The results presented indicate that the Young’s modulus of thermal lesions and surrounding normal tissue can be estimated by tracking the propagation of shear waves resulting from vibrating the rf ablation electrode at low frequencies (∼1 kHz). The TTP displacement algorithm utilized in this paper provides estimates of the velocity of the propagating shear wave. Note from Eq. 4 that the Young’s modulus of the propagating medium is directly proportional to the square of the shear wave velocity. In other words, shear waves propagate faster in stiffer media compared to softer media.

The shear wave propagation pattern in Fig. 3 shows that there is clear change of slope at the interface between two regions of differing stiffness. This could potentially be used as an indicator to demarcate such regions. This transition in TTP displacement slope has been verified to exist for all the modulus contrasts studied in this paper (1:1, 2:1, 5:1 and 10:1). These modulus contrast ratios were chosen based on existing literature on Young’s modulus values in the liver and thermally ablated regions created in the liver.12, 13, 14 With regard to monitoring rf-ablated lesions, this method could potentially aid in deciding the boundaries of thermal lesions. The spatial resolution at which the TTP displacements can be estimated is limited by the nodal density of the finite element model. In ultrasound-based displacement imaging, the lateral resolution of the ultrasound scanner and the processing parameters of the displacement estimation algorithm will determine the spatial resolution of the TTP displacement estimation. Additionally, the transition between the lesion and the surrounding normal tissue must occur within the footprint of the ultrasound transducer. In our simulations, we found that the shear wave generated, moves beyond the inclusion into the surrounding background. Since the inclusion is bound to the electrode, it is possible that there will always be some shear introduced into the background due to the movement of the inclusion relative to the background, in which case we expect it to always be possible to detect the boundary of the lesion. Future work will entail studying the propagation of shear waves for different inclusion dimensions to verify if this is indeed true. These are the some of the various factors that could influence the precision of the detected lesion boundaries.

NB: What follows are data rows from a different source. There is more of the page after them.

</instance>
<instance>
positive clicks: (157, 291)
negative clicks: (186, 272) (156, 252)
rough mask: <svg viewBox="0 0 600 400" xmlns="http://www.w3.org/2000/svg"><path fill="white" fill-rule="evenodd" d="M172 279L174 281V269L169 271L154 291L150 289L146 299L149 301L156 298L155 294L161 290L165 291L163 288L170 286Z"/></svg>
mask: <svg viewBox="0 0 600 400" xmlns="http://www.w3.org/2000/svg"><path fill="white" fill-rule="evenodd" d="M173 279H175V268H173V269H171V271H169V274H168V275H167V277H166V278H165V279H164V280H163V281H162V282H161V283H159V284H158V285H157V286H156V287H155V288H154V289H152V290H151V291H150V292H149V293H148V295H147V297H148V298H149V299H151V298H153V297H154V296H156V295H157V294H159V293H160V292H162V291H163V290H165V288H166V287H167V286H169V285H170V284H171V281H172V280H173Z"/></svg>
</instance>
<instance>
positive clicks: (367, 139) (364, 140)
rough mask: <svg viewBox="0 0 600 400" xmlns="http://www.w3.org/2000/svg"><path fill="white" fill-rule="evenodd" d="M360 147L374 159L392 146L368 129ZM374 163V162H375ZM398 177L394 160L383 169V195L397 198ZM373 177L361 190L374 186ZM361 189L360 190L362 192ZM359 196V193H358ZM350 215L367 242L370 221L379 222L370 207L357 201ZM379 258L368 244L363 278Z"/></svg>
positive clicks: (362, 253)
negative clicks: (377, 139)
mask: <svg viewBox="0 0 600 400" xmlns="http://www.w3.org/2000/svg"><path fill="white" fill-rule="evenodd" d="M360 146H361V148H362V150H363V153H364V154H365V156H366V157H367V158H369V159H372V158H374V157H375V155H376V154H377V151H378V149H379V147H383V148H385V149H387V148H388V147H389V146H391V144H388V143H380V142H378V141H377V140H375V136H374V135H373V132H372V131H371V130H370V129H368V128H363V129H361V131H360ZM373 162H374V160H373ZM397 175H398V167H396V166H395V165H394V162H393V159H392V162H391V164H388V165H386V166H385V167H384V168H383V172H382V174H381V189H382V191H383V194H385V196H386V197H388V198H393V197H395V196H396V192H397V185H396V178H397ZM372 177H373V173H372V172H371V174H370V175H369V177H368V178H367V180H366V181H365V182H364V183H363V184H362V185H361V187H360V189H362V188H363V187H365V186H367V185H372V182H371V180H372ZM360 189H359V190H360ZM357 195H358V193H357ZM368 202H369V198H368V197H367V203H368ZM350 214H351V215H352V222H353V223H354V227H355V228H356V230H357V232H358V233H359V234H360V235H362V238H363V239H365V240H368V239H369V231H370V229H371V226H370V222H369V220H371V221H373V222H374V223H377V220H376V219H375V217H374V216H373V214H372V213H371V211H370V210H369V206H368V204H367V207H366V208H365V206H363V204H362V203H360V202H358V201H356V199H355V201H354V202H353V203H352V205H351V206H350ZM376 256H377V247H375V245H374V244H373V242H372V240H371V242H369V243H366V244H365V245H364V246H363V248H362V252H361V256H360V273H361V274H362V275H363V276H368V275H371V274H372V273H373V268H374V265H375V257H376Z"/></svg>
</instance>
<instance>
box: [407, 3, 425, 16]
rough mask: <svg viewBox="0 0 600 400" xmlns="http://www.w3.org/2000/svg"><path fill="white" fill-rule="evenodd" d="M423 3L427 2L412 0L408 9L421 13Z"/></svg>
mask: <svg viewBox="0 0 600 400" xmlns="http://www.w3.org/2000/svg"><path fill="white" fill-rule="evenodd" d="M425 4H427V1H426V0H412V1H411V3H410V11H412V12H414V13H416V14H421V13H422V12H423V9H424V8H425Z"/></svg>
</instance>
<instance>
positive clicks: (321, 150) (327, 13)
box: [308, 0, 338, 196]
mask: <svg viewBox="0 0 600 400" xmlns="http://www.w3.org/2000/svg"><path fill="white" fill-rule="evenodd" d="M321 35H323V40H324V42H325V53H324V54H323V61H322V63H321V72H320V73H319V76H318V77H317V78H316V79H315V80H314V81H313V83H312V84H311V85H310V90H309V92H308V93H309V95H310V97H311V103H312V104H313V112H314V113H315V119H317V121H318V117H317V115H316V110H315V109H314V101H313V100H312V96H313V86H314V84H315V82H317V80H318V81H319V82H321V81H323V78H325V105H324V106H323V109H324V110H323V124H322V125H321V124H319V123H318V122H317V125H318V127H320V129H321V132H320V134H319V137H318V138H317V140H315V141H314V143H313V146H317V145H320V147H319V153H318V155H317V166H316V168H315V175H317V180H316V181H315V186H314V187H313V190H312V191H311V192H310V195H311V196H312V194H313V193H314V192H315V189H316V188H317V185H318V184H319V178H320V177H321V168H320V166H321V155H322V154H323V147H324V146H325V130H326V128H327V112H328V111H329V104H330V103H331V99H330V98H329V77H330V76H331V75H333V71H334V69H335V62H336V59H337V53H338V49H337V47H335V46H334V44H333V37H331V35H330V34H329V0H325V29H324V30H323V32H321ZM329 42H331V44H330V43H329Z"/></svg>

It is also essential to be able to automatically and accurately detect the location corresponding to the change in slope of the TTP displacement curve, prior to estimating the moduli for the different regions. As mentioned earlier, homogeneity of the underlying propagation medium is necessary for accurate estimation of the modulus of that region. Any spatial variations in the modulus of the region where TTP displacement estimation is performed will result in errors in the estimated modulus. To ensure modulus homogeneity, the estimation window size can be reduced. However, reducing the estimation window will lead to fewer data points being used, thus, increasing the noise in the modulus estimated. Thus, there exists a trade-off between the need for homogeneity of the underlying moduli and the need to have more data points for accurate TTP displacement estimation. A detailed study, in which these trade-offs are analyzed and quantified, is warranted. Figure 5 displays the differences in shear wave propagation in inclusions with different moduli. Analyzing the propagation patterns of generated shear waves can provide vital information regarding the stiffness characteristics of the underlying medium.

Figure 5.

The TTP displacement trend for image pixels laterally offset from the ROE. The bold curve represents the inclusion with Young’s modulus 10 kPa and the dotted curve represents the inclusion with Young’s modulus 100 kPa. This figure illustrates that shear wave propagation is faster when the underlying inclusion modulus is higher.